There are a lot of risks associated with running a business and managing its assets. Learning how to safeguard your company’s cash is one of the viable ways to minimize those risks.
Cash is a very important asset for every business. It provides a quick and reliable means of making and receiving payments without much hurdles. Cash transactions are also less complicated to evaluate and document.
Whether it is cash-in-hand or cash equivalents, it is important you implement useful strategies in guarding against possible cash risks affecting your business.
1) Get a Company Account
As a business owner, it is sometimes hard to separate your business money from your personal finances. This is particularly difficult if your personal money is your major source of business capital.
If you’re running a sole proprietorship where you are in charge of everything, there is a higher tendency for inadequate business records. Maybe because there’s no one else to possibly check and balance your financial activities.
This is where a company account comes in very handy. With that, it is easier for you to accurately monitor your transactions through your company account’s financial statement.
For larger companies, a corporate account offers better restrictions to cash flow and improves account transparency.
2) Reduce Cash Redundancy
Having too much extra cash around your offices can be very tempting. You can be lured into unnecessary spending and can easily misplace money. Your employees can easily be tempted to “borrow”from company cash (and sometimes never return) or even steal them.

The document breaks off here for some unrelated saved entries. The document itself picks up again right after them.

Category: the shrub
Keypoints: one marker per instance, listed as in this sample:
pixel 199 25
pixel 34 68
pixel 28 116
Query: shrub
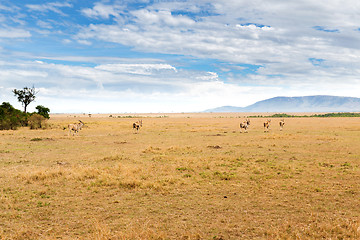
pixel 37 121
pixel 43 111
pixel 11 118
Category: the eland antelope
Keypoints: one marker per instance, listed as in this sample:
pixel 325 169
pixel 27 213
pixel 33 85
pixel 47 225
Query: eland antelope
pixel 137 125
pixel 281 123
pixel 75 127
pixel 267 125
pixel 244 125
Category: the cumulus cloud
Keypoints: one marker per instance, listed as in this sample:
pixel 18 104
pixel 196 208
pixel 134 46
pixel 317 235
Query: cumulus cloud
pixel 185 54
pixel 101 10
pixel 50 6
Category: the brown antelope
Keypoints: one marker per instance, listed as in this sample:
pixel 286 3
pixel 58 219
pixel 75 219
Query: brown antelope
pixel 281 123
pixel 244 125
pixel 75 127
pixel 137 125
pixel 267 125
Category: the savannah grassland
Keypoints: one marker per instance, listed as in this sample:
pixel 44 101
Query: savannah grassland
pixel 184 176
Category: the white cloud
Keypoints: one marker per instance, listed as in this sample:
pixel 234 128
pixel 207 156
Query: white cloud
pixel 14 33
pixel 143 69
pixel 50 6
pixel 101 10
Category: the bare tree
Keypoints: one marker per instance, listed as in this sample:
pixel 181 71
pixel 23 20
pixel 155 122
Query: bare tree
pixel 25 96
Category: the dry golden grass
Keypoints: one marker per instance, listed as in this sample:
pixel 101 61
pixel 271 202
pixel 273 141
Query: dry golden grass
pixel 183 176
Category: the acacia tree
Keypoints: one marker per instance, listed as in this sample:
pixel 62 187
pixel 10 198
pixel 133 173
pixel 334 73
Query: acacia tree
pixel 25 96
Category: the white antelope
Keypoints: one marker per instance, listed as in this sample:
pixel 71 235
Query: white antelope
pixel 244 125
pixel 267 125
pixel 75 127
pixel 137 125
pixel 281 123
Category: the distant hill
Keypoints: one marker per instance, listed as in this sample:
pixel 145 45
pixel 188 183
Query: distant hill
pixel 320 103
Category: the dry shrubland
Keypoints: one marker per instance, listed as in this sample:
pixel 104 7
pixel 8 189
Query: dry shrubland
pixel 181 177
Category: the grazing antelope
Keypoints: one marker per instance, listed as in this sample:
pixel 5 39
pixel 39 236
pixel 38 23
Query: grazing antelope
pixel 137 125
pixel 281 123
pixel 244 125
pixel 75 127
pixel 267 125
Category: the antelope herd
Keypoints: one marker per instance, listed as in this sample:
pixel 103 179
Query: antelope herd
pixel 137 125
pixel 76 127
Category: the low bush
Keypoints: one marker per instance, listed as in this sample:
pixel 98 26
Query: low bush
pixel 37 121
pixel 11 118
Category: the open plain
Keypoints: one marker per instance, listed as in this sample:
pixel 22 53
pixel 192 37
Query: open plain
pixel 182 176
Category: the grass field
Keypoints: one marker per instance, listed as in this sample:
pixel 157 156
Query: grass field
pixel 182 176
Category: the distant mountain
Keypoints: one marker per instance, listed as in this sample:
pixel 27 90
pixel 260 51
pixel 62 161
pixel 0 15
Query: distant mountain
pixel 320 103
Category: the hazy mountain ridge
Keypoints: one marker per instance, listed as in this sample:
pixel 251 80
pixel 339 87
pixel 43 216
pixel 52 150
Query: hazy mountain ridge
pixel 319 103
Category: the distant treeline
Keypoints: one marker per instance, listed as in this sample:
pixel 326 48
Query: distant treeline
pixel 284 115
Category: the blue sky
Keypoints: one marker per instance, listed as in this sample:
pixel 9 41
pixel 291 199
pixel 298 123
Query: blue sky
pixel 116 56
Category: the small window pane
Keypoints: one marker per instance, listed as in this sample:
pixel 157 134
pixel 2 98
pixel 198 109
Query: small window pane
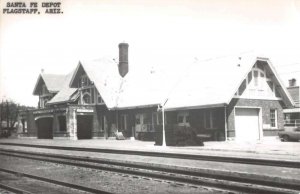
pixel 249 77
pixel 260 66
pixel 242 87
pixel 273 117
pixel 180 119
pixel 270 85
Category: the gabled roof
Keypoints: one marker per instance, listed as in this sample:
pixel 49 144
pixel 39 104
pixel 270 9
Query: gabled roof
pixel 51 81
pixel 213 82
pixel 206 83
pixel 66 93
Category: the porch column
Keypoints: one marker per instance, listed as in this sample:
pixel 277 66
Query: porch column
pixel 72 123
pixel 225 121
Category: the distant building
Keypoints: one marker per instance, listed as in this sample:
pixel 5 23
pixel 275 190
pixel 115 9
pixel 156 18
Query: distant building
pixel 292 115
pixel 235 97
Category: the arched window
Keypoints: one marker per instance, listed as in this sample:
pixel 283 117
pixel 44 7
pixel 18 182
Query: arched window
pixel 86 98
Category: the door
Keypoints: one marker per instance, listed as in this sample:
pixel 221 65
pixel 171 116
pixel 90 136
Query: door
pixel 139 121
pixel 247 124
pixel 84 126
pixel 44 128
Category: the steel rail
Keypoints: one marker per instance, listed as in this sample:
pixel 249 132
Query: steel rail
pixel 235 183
pixel 240 160
pixel 14 189
pixel 61 183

To avoid this, always deposit surplus cash into the bank on a regular basis, probably daily or at least once a week.
3) Restrict Access to Cash
The lesser the number of people with access to company cash, the easier it becomes to collate accurate accounts. If anything goes wrong, you would know who exactly should be held accountable.
Also, you can ensure that there are more than one signatory to your corporate account. That way, one person cannot just make transactions anyhow s/he wants. It improves the integrity of the transactions on the account.
4) Establish a Transaction Approval System
Transactions on the company account, especially withdrawals, should always be endorsed by appropriate authorities.
You can set up a system that verifies every transaction for approval before effecting them. The reasons for payments must be authentic and reasonable too.
5) Use Other Means of Payment
One downside of using liquid physical cash is that it is not recorded real-time into the bank statement. This can cause issues in a case where a transaction is recorded but the money was not eventually sent into the account.
You can use other payment methods that can reflect directly on the bank statement, such as bank transfers, cheques etc.
6) Issue / Collect Receipts
A transaction without proof can easily be denied or altered. Whether you’re receiving or giving out cash, always document the receipts.
Proper management and security of cash assets is very instrumental to the general safety of your business.
Loss or misplacement of cash can reduce both your business value and your purchasing power. So it is only wise that you safeguard your company cash as much as you can.